The term evidence-based practice (EBP) emerged in the 1980s and marked a new paradigm to base clinical decisions more on evidence and less on observation or tradition. In contrast with the concept of research utilization, which heretofore was the basis for evidence in practice, EBP encompasses not only research utilization, but the expertise of the clinician as well as patient preferences and values (Rutledge, 2000). Nursing scholars have largely embraced this paradigm and EBP has entered the discourse on how to define nursing education, knowledge, and practice.
Estabrooks, Floyd, Scott-Findlay, O’Leay, and Gushta (2003) conducted a systematic review of studies that e examined the influence of individual factors on the research utilization behavior of nurses. These authors found 20 studies that met the criteria of measuring one or more individual determinants of research utilization with a dependant variable of research utilization. Measurement of the same variable was unusual across studies, but where comparison could be make, results for educational level, years of experience, years in current role, and professional membership activities were equivocal with significantly, or non significant being evenly split. Age of the nurse was found to be non-significant in all studies in this review.

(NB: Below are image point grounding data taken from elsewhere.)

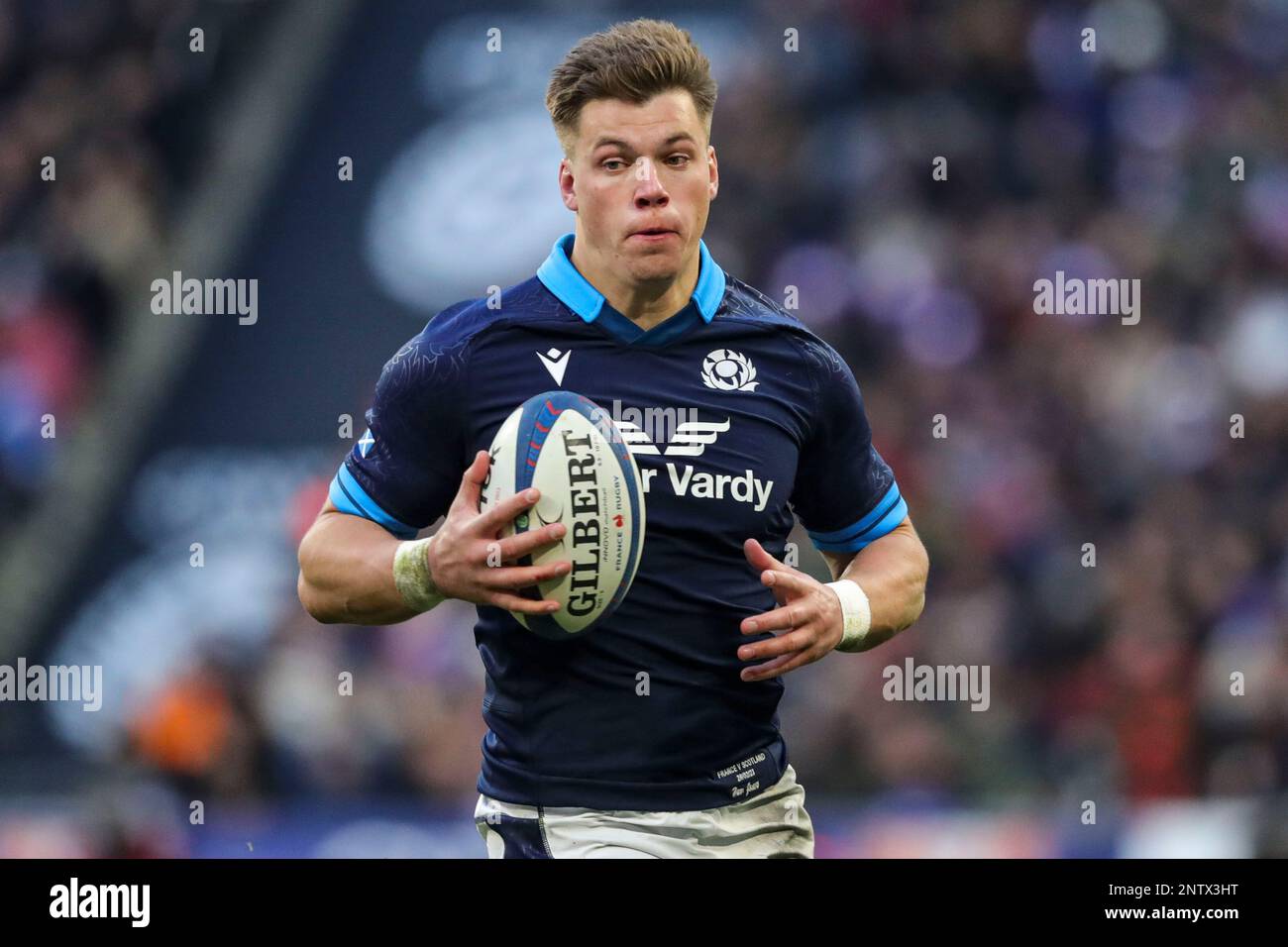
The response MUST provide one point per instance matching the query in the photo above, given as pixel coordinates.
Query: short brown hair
(632, 60)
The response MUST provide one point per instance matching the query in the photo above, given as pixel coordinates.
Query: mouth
(653, 234)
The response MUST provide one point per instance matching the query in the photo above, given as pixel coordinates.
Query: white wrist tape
(857, 611)
(412, 578)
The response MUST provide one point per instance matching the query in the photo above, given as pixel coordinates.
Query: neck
(643, 303)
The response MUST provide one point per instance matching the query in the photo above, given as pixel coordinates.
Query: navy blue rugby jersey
(752, 418)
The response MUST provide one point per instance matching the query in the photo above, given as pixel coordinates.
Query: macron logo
(555, 363)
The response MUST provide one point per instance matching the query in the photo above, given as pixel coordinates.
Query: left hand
(809, 612)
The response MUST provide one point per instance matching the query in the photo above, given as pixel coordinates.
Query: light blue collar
(575, 291)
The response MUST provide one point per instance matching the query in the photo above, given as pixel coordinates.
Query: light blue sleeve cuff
(884, 517)
(348, 496)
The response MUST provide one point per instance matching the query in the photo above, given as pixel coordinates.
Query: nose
(648, 187)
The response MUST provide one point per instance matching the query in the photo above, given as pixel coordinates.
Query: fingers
(795, 613)
(514, 548)
(782, 644)
(523, 577)
(493, 521)
(778, 667)
(516, 603)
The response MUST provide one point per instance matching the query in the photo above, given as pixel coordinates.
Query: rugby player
(657, 735)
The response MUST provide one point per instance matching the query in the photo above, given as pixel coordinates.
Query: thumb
(759, 558)
(472, 483)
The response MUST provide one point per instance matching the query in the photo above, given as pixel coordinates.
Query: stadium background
(1108, 684)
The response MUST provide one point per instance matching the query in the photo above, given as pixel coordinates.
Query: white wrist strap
(857, 611)
(412, 578)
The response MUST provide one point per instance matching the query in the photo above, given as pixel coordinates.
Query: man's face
(642, 167)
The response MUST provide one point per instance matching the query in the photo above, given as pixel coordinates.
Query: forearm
(347, 573)
(893, 573)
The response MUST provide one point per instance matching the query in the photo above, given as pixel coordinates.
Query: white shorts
(772, 825)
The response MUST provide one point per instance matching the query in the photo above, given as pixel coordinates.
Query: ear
(566, 185)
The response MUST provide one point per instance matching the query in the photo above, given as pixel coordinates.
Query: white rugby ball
(568, 447)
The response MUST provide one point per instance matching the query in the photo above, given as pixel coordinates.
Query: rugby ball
(570, 449)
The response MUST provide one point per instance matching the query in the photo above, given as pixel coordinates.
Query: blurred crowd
(1106, 505)
(101, 108)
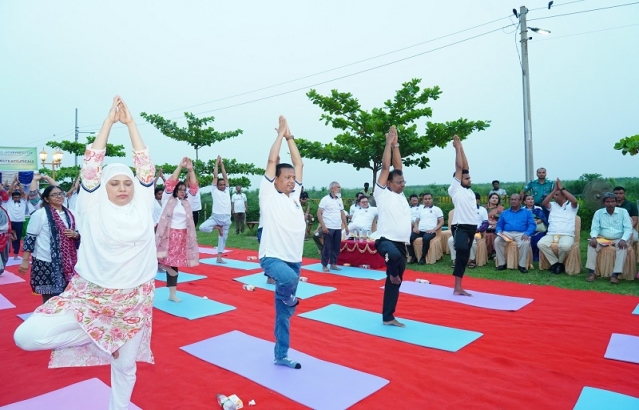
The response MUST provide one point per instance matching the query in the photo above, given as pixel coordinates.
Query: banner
(18, 159)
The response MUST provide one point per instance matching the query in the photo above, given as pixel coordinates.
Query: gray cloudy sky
(174, 56)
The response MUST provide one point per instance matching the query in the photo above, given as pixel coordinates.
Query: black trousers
(394, 253)
(332, 241)
(463, 236)
(426, 238)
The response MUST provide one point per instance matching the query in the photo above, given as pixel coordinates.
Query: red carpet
(538, 357)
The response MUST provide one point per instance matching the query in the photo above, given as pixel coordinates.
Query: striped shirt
(615, 226)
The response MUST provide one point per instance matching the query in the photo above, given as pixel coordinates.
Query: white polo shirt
(394, 221)
(221, 201)
(561, 220)
(282, 219)
(464, 202)
(429, 217)
(332, 208)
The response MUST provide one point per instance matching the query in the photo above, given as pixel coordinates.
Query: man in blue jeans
(282, 241)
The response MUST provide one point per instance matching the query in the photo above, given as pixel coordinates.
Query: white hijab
(118, 243)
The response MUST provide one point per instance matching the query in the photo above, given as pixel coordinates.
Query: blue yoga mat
(232, 263)
(349, 271)
(317, 385)
(183, 277)
(191, 307)
(417, 333)
(597, 399)
(305, 290)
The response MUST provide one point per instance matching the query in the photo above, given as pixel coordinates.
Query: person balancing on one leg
(464, 222)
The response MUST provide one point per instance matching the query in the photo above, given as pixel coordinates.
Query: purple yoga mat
(318, 384)
(5, 304)
(623, 347)
(8, 277)
(479, 299)
(90, 393)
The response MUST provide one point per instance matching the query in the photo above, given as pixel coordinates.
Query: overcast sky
(174, 56)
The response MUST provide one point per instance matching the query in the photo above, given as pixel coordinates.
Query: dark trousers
(330, 250)
(426, 237)
(171, 280)
(394, 253)
(463, 236)
(17, 227)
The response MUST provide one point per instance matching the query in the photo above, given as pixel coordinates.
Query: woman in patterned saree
(104, 316)
(52, 240)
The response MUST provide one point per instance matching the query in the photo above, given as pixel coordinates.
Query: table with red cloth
(359, 253)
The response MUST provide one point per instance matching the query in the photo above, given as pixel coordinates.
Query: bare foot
(394, 322)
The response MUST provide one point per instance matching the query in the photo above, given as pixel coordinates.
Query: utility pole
(525, 79)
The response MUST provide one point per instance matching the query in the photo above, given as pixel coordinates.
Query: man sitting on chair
(561, 229)
(514, 224)
(610, 227)
(482, 224)
(429, 219)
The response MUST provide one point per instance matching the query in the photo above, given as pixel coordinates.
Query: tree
(195, 134)
(628, 145)
(361, 142)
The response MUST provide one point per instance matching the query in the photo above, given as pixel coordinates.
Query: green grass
(248, 240)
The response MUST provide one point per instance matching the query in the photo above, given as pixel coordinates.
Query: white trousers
(45, 332)
(524, 247)
(453, 252)
(620, 257)
(564, 244)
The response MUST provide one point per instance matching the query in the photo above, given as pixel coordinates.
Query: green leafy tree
(628, 145)
(362, 137)
(196, 133)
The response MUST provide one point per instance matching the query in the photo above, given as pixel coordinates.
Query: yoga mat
(8, 277)
(183, 277)
(479, 299)
(211, 251)
(349, 271)
(92, 393)
(191, 307)
(305, 290)
(232, 263)
(417, 333)
(597, 399)
(623, 347)
(318, 384)
(5, 304)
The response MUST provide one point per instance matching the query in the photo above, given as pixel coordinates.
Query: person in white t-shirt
(561, 226)
(239, 208)
(282, 241)
(394, 225)
(430, 218)
(331, 216)
(221, 216)
(464, 222)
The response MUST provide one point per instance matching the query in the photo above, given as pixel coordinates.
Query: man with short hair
(497, 190)
(394, 224)
(220, 219)
(514, 224)
(561, 226)
(282, 241)
(629, 206)
(429, 220)
(331, 216)
(540, 187)
(610, 227)
(239, 208)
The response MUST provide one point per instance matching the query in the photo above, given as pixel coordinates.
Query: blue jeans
(286, 276)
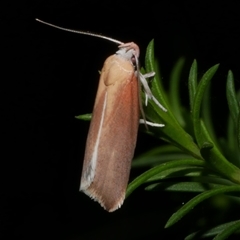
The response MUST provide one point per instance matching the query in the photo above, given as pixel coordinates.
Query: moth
(114, 125)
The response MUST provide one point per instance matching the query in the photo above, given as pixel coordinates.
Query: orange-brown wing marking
(112, 134)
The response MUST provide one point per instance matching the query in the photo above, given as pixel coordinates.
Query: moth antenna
(81, 32)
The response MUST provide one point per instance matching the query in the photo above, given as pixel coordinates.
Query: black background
(49, 76)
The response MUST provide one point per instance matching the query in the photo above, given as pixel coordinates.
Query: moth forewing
(112, 135)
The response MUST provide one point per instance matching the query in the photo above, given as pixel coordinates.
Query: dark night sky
(49, 76)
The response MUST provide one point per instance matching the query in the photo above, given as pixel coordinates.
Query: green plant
(193, 159)
(193, 154)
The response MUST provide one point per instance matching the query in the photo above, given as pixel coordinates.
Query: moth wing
(112, 135)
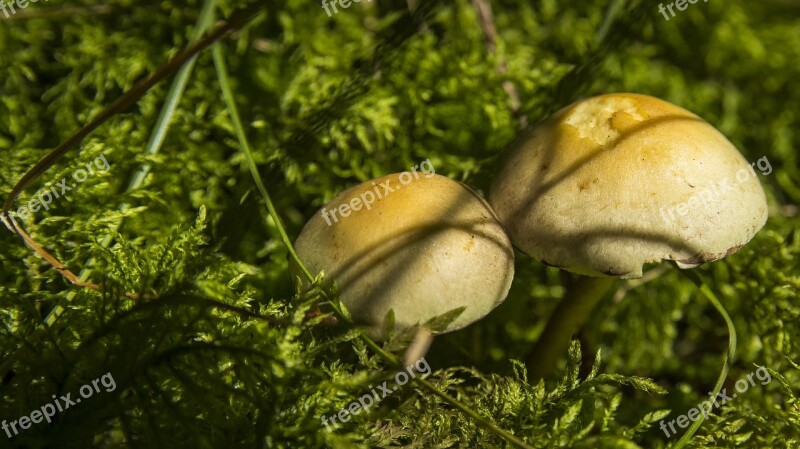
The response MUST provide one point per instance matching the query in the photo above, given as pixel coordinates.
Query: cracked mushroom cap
(612, 182)
(420, 248)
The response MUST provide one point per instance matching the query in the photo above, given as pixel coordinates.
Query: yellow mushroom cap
(612, 182)
(429, 246)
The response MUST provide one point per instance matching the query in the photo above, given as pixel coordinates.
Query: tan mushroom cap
(612, 182)
(429, 246)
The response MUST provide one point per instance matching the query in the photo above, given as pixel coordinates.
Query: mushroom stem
(581, 297)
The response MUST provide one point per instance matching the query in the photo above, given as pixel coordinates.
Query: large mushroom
(613, 182)
(420, 246)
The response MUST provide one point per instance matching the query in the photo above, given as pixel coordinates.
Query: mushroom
(421, 247)
(613, 182)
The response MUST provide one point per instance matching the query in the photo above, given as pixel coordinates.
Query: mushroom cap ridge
(430, 246)
(612, 182)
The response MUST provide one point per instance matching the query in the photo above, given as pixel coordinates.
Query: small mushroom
(421, 247)
(613, 182)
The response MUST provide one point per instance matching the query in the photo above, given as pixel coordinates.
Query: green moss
(221, 352)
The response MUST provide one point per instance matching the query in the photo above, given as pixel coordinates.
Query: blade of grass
(732, 340)
(227, 93)
(130, 97)
(204, 22)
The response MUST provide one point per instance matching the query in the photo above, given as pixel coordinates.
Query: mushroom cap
(612, 182)
(430, 246)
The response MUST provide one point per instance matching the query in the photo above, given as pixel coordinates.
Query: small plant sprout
(421, 249)
(613, 182)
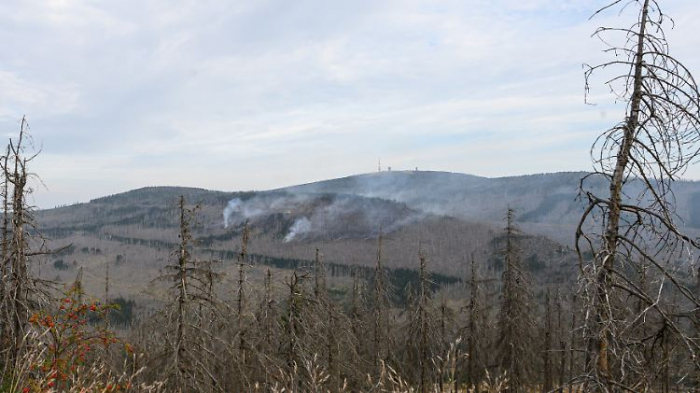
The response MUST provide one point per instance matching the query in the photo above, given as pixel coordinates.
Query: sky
(243, 95)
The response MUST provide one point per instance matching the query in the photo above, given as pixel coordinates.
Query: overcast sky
(240, 95)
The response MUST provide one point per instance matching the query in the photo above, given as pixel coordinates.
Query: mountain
(451, 217)
(546, 204)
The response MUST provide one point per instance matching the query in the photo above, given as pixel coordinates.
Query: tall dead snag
(515, 319)
(20, 292)
(547, 350)
(474, 330)
(421, 329)
(637, 160)
(186, 360)
(381, 305)
(4, 260)
(241, 298)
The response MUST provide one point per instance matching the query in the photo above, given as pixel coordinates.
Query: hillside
(450, 216)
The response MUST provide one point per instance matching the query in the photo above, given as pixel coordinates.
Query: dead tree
(21, 292)
(515, 319)
(637, 160)
(186, 360)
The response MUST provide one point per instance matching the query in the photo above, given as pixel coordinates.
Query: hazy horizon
(237, 95)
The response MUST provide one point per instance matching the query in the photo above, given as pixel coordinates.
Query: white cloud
(240, 95)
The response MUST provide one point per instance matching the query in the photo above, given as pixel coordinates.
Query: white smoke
(300, 227)
(237, 211)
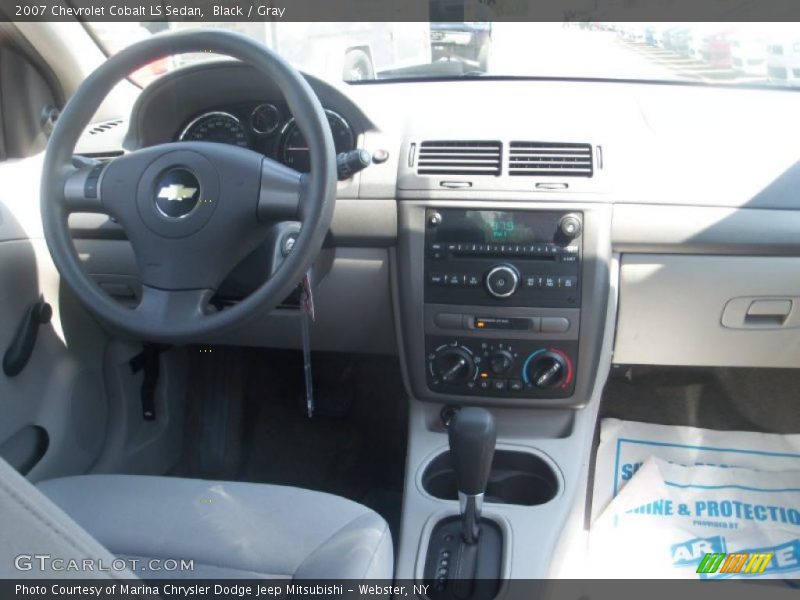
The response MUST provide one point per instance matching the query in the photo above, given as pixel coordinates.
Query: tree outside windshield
(731, 53)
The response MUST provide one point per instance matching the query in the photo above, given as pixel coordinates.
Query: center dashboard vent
(546, 159)
(460, 158)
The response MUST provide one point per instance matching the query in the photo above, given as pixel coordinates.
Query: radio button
(454, 279)
(473, 280)
(567, 283)
(555, 325)
(532, 281)
(502, 281)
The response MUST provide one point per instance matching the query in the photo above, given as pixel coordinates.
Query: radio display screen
(489, 227)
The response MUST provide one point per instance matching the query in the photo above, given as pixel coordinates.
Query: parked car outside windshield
(730, 53)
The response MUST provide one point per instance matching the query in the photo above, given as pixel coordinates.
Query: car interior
(286, 326)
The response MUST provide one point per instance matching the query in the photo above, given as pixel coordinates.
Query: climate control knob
(546, 369)
(453, 364)
(501, 362)
(570, 226)
(502, 281)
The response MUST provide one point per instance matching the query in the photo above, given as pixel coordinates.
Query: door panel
(52, 414)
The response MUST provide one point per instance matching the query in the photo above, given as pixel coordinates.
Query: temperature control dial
(547, 369)
(453, 365)
(501, 362)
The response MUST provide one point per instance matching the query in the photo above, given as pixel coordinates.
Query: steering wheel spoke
(282, 193)
(165, 306)
(82, 189)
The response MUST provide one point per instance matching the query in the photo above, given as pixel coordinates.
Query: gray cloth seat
(229, 529)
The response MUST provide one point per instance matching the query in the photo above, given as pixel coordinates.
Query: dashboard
(265, 127)
(461, 266)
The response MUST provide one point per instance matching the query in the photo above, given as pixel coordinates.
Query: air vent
(460, 158)
(545, 159)
(105, 126)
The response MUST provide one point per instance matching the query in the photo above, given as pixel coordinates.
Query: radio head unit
(508, 257)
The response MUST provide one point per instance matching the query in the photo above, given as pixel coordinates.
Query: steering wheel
(191, 210)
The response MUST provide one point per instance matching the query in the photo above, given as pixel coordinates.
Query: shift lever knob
(472, 435)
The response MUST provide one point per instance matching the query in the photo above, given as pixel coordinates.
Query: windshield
(731, 53)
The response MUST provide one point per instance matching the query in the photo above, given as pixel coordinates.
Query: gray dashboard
(681, 174)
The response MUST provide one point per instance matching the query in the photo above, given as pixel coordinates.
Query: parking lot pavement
(688, 67)
(552, 50)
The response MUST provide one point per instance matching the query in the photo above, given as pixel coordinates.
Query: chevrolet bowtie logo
(176, 192)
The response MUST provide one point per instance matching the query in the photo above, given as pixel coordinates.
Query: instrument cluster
(266, 128)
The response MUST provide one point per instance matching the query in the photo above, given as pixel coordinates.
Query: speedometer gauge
(220, 127)
(293, 149)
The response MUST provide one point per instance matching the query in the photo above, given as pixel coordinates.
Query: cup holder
(516, 478)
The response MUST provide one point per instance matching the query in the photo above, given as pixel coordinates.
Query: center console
(501, 301)
(502, 304)
(524, 265)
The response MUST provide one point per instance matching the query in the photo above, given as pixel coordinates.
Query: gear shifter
(472, 435)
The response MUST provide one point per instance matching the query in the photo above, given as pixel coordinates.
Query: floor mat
(354, 447)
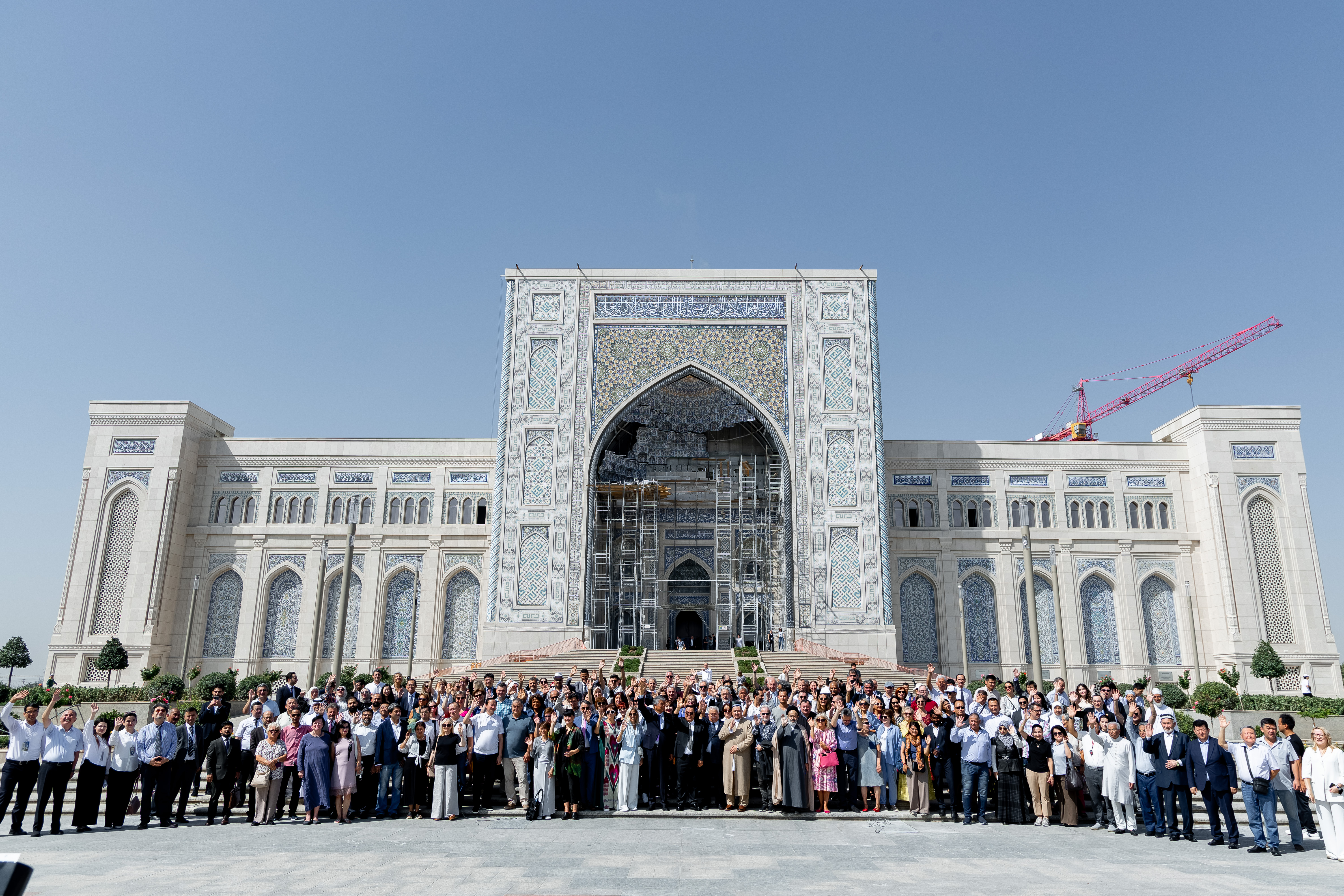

EBP is one of the five competencies outlined in the Institute of Medicine (2003) report on quality of heath care. It is no longer acceptable for the nursing profession to continue to base nursing care on the way it has always been done, but rather to seek the best approach that is both outcomes based and cost effective.
Over the past two decades, there has been a shift in healthcare towards practice that embraces evidence over tradition. This shift has started a discourse in nursing education, practice, and administration for the need to develop initiatives to create and sustain nursing practice that is based on high quality evidence. The information explosion of the 21st century has served to create a plethora of research, opinion articles, and textbooks for the best evidence for nursing care along with a need to translate all of this into clinical practice. However, the gap between evidence and practice has not diminished (Levin & Feldman, 2006; Melnyk et al. (2004). There is need to know how emergency nurse integrate and implement EBP into their practice and what are the most useful evidences.
Emergency departments provide resuscitation, diagnosis, and interventions for critical and urgent conditions. Patients arrive unscheduled and often undiagnosed. Emergency nurses practice in a fast paced, mostly episodic environment where treatment and nursing care decisions must be swift and accurate. In this hectic environment, emergency nurses must make quick triage decisions and identify immediate care needs. There is limited time to consult a protocol or procedure manual before care is initiated, so emergency nurses must have internalized knowledge to perform at their best. This environment may create special challenges to the use and implementation of EBP.
Studies have supported improved outcomes when health care is based on findings from well designed studies (Melnyk, Fineout-Overholt, Stone, & Ackerman, 2000). However, a recent study of U.S. nurses found that nurses are not prepared to implement EBP due in part to lack of time, lack of value for research, and lack of skills to search for and evaluate bibliography database (Pravikoff et al., 2005). In order to overcome deficits to implementation of EBP, Melnyk (2002) suggested the first step is to assess and identify the obstacles to evidence-based care. Assessment findings can then be translated into action plan that build a foundation for implementing evidence based practice.
Sources of emergency nurses’ knowledge and skills for findings and reviewing best evidence and facilitation to support changing practice must be identified if emergency nurses are to develop a blueprint for incorporating more evidence to guide practice. The challenge is to find ways to generate, disseminate, and use knowledge that informs and is informed by the practice of nursing (McCormack, 2004). Finding the factors to assist the emergency nurse in the endeavor of EBP is timely and important.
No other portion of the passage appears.